Compensation and official apology for victim of CIA torture and secret “rendition”

El Masri v. North Macedonia |2012

Compensation and official apology for victim of CIA torture and secret “rendition”

The U.S. policy of “extraordinary rendition” has a human face, and it is mine.

Khaled El-Masri, quoted in Los Angeles Times, December 2005 


When Khaled El-Masri boarded a bus to go from his home in Germany on a short holiday to Skopje, he could not have imagined the nightmare that awaited him.

North Macedonian border officials suspected Khaled’s passport was a fake and took him in for questioning. Khaled was then driven to a hotel where he was held for over three weeks and interrogated about alleged ties with terrorist groups.

Khaled’s requests to contact the German embassy were refused. When he threatened to leave, a gun was pointed at his head.

The North Macedonian authorities later took Khaled to Skopje airport, where he was handed over to a US Central Intelligence Agency (CIA) “rendition” team, who beat, stripped, shackled and sodomised him.

Khaled was then put on a plane and flown from Skopje to Afghanistan.

Upon arrival, Khaled was driven to a secret CIA-run prison used for high-level terror suspects. He was held in a squalid cell for over four months and periodically interrogated. In protest at his confinement, Khaled went on a 37-day hunger strike.

Eventually, Khaled was flown to Albania and left by a roadside. From there, he made it back to Germany. He came home traumatised and eighteen kilograms lighter than when he left almost five months earlier.

Germany investigated Khaled’s case, later issuing warrants for thirteen CIA agents who were allegedly involved in the “rendition” operation. North Macedonia refused to investigate his complaints.

Judgment of the European Court of Human Rights

The European court accepted Khaled’s allegations that he was a victim of “extraordinary rendition” by CIA agents assisted, to a large extent, by the North Macedonian authorities.

It ruled that North Macedonia was responsible for multiple violations of Khaled’s rights, including his torture at the hands of the CIA “rendition” team.

The court awarded Khaled €60,000 in compensation.

This judgment can be called historic: it is the first condemnation, by an international court, of the CIA practice of renditions and secret detentions . . .

Jean-Claude Mignon, President of the Parliamentary Assembly of the Council of Europe (2012-2014)



We welcome the [North] Macedonian government’s apology to El-Masri, and its recognition that its security personnel violated the European Convention on Human Rights.

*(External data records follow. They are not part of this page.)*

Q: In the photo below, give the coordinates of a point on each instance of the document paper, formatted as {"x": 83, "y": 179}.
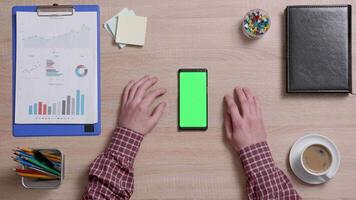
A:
{"x": 56, "y": 69}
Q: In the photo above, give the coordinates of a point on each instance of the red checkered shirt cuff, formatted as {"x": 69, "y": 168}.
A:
{"x": 125, "y": 142}
{"x": 256, "y": 158}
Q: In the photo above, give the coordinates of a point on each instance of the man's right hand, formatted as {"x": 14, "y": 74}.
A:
{"x": 243, "y": 123}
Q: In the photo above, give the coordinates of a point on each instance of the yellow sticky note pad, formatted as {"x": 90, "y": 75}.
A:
{"x": 131, "y": 30}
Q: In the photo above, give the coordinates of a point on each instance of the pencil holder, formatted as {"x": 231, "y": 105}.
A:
{"x": 32, "y": 183}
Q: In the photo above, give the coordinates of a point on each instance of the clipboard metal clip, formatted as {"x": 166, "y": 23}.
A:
{"x": 55, "y": 10}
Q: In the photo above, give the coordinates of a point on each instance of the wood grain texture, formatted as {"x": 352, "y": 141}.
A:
{"x": 172, "y": 165}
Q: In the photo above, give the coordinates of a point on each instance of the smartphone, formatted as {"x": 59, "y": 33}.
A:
{"x": 193, "y": 99}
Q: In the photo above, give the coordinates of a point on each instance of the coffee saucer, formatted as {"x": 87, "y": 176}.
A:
{"x": 296, "y": 151}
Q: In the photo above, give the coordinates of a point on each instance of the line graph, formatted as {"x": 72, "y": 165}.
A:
{"x": 71, "y": 39}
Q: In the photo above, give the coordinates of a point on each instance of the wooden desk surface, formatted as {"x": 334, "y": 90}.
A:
{"x": 172, "y": 165}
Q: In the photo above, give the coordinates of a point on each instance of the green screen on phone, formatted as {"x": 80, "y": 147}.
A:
{"x": 193, "y": 99}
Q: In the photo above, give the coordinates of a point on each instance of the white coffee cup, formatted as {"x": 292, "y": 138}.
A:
{"x": 315, "y": 172}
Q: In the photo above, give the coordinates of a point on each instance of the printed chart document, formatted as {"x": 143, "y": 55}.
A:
{"x": 56, "y": 69}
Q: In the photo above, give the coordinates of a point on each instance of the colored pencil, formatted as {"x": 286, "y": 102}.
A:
{"x": 24, "y": 162}
{"x": 35, "y": 176}
{"x": 27, "y": 171}
{"x": 39, "y": 164}
{"x": 44, "y": 153}
{"x": 40, "y": 157}
{"x": 53, "y": 159}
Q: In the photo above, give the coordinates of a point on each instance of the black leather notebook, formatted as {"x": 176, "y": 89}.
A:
{"x": 319, "y": 48}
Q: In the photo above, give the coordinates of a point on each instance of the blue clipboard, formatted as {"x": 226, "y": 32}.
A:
{"x": 31, "y": 130}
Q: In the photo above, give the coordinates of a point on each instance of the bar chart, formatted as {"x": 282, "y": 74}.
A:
{"x": 70, "y": 105}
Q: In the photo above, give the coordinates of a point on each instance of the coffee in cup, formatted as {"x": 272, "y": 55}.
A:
{"x": 316, "y": 159}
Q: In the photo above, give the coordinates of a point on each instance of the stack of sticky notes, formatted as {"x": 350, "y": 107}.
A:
{"x": 38, "y": 164}
{"x": 126, "y": 28}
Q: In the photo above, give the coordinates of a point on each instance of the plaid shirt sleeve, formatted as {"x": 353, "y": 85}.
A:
{"x": 265, "y": 180}
{"x": 111, "y": 173}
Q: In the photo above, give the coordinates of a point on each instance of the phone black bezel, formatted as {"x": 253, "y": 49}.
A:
{"x": 207, "y": 113}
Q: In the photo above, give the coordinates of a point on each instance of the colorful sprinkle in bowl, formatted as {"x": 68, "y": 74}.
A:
{"x": 256, "y": 23}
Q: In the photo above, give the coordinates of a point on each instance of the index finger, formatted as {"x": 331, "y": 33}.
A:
{"x": 232, "y": 108}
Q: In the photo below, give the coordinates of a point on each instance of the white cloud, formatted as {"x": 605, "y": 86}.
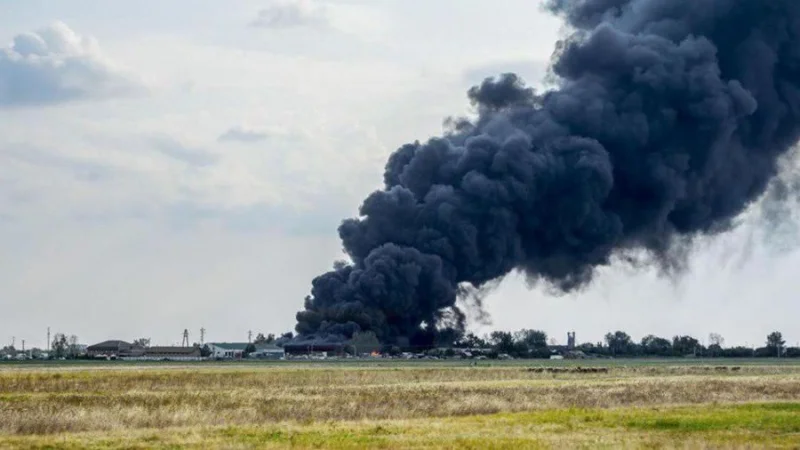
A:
{"x": 56, "y": 65}
{"x": 282, "y": 14}
{"x": 242, "y": 134}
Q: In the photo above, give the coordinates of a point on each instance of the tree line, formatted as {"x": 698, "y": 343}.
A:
{"x": 534, "y": 343}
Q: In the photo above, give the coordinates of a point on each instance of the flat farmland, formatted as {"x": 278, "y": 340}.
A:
{"x": 398, "y": 404}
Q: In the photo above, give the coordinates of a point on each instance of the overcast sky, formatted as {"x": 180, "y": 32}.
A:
{"x": 185, "y": 164}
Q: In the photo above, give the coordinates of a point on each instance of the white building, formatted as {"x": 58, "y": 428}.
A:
{"x": 227, "y": 350}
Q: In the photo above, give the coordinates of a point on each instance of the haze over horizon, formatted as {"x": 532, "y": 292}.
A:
{"x": 169, "y": 167}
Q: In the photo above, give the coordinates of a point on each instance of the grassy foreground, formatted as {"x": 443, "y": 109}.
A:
{"x": 318, "y": 406}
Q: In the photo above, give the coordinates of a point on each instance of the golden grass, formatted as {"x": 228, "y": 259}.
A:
{"x": 411, "y": 407}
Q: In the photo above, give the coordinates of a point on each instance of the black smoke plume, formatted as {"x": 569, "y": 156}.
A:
{"x": 667, "y": 120}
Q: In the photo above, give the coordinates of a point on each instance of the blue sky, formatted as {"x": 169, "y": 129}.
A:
{"x": 184, "y": 164}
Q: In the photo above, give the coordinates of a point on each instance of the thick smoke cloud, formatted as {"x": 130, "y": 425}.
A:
{"x": 667, "y": 121}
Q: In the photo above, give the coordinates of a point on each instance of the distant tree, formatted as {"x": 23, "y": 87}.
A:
{"x": 775, "y": 343}
{"x": 737, "y": 352}
{"x": 533, "y": 339}
{"x": 471, "y": 341}
{"x": 619, "y": 343}
{"x": 73, "y": 348}
{"x": 60, "y": 345}
{"x": 656, "y": 346}
{"x": 364, "y": 342}
{"x": 715, "y": 344}
{"x": 685, "y": 345}
{"x": 502, "y": 342}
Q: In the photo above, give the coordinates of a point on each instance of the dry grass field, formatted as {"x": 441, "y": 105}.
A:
{"x": 399, "y": 406}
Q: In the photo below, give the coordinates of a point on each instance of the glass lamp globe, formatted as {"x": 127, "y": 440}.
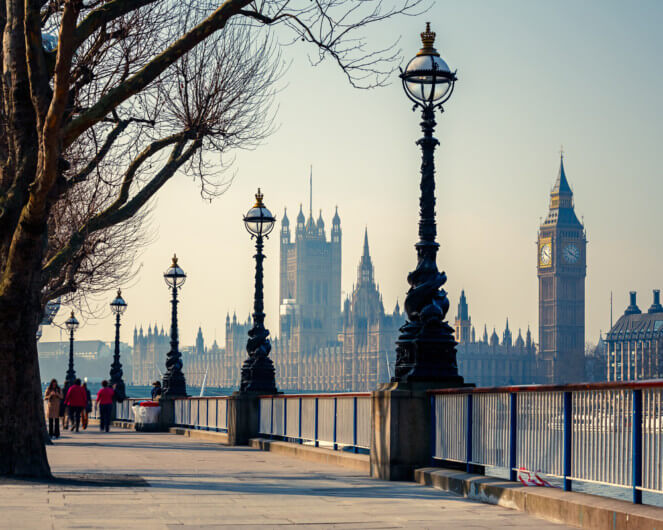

James A. Goldston, executive director of the Open Society Justice Initiative


The Government of North Macedonia issued an official apology to Khaled in 2018. In addition to compensation awarded by the European court, the North Macedonian courts also awarded Khaled a symbolic sum in damages.

The North Macedonian authorities introduced various measures to prevent further violations, including tougher criminal sanctions against law enforcement officials involved in acts of torture and ill-treatment, and the creation of a new mechanism for investigating such allegations of abuse.